Dúo Dinámico (Dynamic Duo in English) is a Spanish musical duo, which was very popular in Spain in the 1960s. It is formed by Manuel de la Calva and Ramón Arcusa, singers, songwriters, record producers and actors. They were the main precursors of pop music in Spain.

Career 
Manolo and Ramón met when they were 16 years old, working as aeronautical engineering apprentices. The duo officially formed on 28 December 1958 in Barcelona. Their first performance before a live audience was on Radio Barcelona; they wanted to be called The Dynamic Boys, but the show host, Enrique Fernández, said he did not speak English and introduced them as Dúo Dinámico, a name the musicians accepted. After that came more radio performances and a contract to sing at La Masía, a famous restaurant in Barcelona, all while they still worked as engineers. Finally, in the summer of 1959 they quit their day jobs to dedicate themselves to their nascent music career.

They recorded their first EP in the fall of 1959, and it was a sales success. From then on, their ascent was spectacular, and they frequently topped the Spanish charts throughout the 60's with hits like "Quince años tiene mi amor", "Quisiera ser", "Perdóname", "Bailando el twist", "Mari Carmen", "Esos ojitos negros", "Amor de verano" or "Mi chica de ayer". They also starred in four films. Their popularity among Spanish music fans was comparable, if not superior, to the one achieved by The Beatles.

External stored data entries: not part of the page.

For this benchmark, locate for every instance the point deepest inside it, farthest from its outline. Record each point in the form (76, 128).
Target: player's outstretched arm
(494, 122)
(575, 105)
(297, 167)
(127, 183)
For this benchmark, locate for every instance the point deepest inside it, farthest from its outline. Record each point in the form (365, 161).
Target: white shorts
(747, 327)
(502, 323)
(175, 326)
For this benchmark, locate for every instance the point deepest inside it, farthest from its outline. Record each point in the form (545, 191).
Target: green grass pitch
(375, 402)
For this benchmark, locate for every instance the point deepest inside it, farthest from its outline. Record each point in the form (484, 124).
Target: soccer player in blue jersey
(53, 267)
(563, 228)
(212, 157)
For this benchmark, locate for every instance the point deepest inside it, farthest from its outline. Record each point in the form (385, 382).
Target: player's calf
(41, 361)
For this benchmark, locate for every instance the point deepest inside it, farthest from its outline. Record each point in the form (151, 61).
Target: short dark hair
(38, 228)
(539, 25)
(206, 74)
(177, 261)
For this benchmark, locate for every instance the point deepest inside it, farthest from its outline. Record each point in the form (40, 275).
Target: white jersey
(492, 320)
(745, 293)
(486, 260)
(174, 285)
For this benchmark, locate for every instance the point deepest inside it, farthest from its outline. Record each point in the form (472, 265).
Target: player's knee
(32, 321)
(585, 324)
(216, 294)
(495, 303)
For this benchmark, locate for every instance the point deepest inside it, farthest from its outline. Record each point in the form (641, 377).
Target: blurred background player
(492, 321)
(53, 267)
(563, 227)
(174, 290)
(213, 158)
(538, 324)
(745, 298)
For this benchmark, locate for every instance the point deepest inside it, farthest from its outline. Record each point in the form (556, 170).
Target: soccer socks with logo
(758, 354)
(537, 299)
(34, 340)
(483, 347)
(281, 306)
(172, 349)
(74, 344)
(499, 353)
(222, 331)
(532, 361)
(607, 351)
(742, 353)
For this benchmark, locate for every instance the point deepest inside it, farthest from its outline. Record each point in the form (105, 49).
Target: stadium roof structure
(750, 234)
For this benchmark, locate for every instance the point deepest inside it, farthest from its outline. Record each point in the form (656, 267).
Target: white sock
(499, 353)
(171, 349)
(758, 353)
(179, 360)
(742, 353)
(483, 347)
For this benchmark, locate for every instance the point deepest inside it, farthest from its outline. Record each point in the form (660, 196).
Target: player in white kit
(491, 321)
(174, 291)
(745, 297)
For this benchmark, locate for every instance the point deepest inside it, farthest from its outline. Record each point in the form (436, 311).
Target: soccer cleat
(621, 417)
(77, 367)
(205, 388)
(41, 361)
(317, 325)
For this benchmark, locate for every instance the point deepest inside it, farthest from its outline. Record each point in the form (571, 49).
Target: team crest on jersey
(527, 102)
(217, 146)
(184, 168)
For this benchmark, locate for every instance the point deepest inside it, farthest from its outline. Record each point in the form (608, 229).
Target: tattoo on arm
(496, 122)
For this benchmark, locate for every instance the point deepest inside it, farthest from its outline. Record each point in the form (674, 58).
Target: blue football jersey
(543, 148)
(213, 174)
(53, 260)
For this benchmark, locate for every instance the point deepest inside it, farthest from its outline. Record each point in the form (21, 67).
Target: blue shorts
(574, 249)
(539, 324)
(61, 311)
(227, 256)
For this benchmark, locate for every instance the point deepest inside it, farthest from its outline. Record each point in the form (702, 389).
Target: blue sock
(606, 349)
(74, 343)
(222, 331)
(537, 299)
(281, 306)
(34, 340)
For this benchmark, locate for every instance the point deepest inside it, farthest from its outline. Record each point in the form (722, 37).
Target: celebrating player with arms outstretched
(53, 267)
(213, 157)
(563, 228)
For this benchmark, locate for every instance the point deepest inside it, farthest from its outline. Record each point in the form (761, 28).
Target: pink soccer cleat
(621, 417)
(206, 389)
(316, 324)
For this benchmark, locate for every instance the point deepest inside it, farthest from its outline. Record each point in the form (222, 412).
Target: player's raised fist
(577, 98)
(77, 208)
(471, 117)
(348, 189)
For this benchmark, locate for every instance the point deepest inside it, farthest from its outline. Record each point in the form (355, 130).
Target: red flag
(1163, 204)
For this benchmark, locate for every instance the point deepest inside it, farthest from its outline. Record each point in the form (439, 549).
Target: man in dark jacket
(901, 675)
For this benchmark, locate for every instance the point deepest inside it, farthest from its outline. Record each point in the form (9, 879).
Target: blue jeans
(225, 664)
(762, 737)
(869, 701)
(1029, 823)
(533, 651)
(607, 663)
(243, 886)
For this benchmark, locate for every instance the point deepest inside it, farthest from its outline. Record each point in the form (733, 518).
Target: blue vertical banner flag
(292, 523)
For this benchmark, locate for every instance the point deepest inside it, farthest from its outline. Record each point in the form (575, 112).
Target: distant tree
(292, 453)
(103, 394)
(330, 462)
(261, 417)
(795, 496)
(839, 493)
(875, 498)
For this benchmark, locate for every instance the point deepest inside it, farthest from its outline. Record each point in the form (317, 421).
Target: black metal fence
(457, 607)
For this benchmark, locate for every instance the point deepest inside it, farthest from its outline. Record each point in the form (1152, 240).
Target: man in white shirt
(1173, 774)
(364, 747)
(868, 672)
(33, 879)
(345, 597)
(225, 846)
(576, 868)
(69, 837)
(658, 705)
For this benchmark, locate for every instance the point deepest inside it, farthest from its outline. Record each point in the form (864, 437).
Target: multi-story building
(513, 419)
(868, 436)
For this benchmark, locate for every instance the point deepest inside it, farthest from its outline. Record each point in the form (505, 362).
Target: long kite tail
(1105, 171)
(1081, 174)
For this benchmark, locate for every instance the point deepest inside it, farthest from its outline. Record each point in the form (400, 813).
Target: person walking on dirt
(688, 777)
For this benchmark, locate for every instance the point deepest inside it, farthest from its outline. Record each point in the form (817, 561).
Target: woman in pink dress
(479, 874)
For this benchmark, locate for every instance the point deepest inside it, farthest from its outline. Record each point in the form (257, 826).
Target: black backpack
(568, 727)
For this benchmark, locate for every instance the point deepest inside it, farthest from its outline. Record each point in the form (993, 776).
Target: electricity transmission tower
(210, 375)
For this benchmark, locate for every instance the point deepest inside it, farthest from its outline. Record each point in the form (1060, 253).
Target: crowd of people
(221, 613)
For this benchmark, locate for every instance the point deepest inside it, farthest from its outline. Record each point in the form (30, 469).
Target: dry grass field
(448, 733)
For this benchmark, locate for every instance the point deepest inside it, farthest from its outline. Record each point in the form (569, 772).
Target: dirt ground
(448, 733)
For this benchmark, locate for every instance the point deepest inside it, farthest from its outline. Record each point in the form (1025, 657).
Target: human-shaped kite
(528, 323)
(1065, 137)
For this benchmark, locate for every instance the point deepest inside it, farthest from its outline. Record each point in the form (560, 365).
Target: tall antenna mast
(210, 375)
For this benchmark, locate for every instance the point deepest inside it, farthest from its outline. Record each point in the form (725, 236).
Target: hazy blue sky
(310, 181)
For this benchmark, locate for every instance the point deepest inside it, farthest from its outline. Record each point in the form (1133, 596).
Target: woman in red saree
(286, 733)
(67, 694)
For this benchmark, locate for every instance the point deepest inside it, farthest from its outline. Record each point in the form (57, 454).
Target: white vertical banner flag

The Duo often participated in the various music festivals that took place in Spain at the time. They won the Mediterranean Song Festival in Barcelona in 1966 with "Como Ayer"; the Costa Verde Festival in Gijón with "Somos Jóvenes"; and they were twice second in the Benidorm International Song Festival, in 1962 and 1966, with "Quisiera ser" and "Amor amargo". But their greatest achievement came as composers, when their song "La, la, la" won the 1968 Eurovision Song Contest, performed by Massiel. This was the first time that Spain won this festival, and the only time that Spain has been the sole winner (Spain won again in 1969, but tied with other three countries). The song was originally going to be performed by the duo's friend Joan Manuel Serrat, but he insisted on singing in Catalan, something that Franco's regime would not allow.

After the sales failure of their 1972 album Mejor que nunca, recorded in London with the collaboration of George Martin, the duo decided to retire, but they kept composing for other artists such as Camilo Sesto and Nino Bravo, and producing for Julio Iglesias, Miguel Gallardo or José Vélez.

Due to the continuing popularity of their songs, included in the soundtracks of many popular Spanish films and TV shows, and the insistence of various entrepreneurs, the duo made a comeback in 1978. A greatest hits album was released in 1980, and in 1986, they started to record new songs under a new contract with Sony Music. In 1990, one of them, "Resistiré", was included in the soundtrack of Pedro Almodóvar's film Átame.

The duo was presented with the Latin Grammy Lifetime Achievement Award in 2014.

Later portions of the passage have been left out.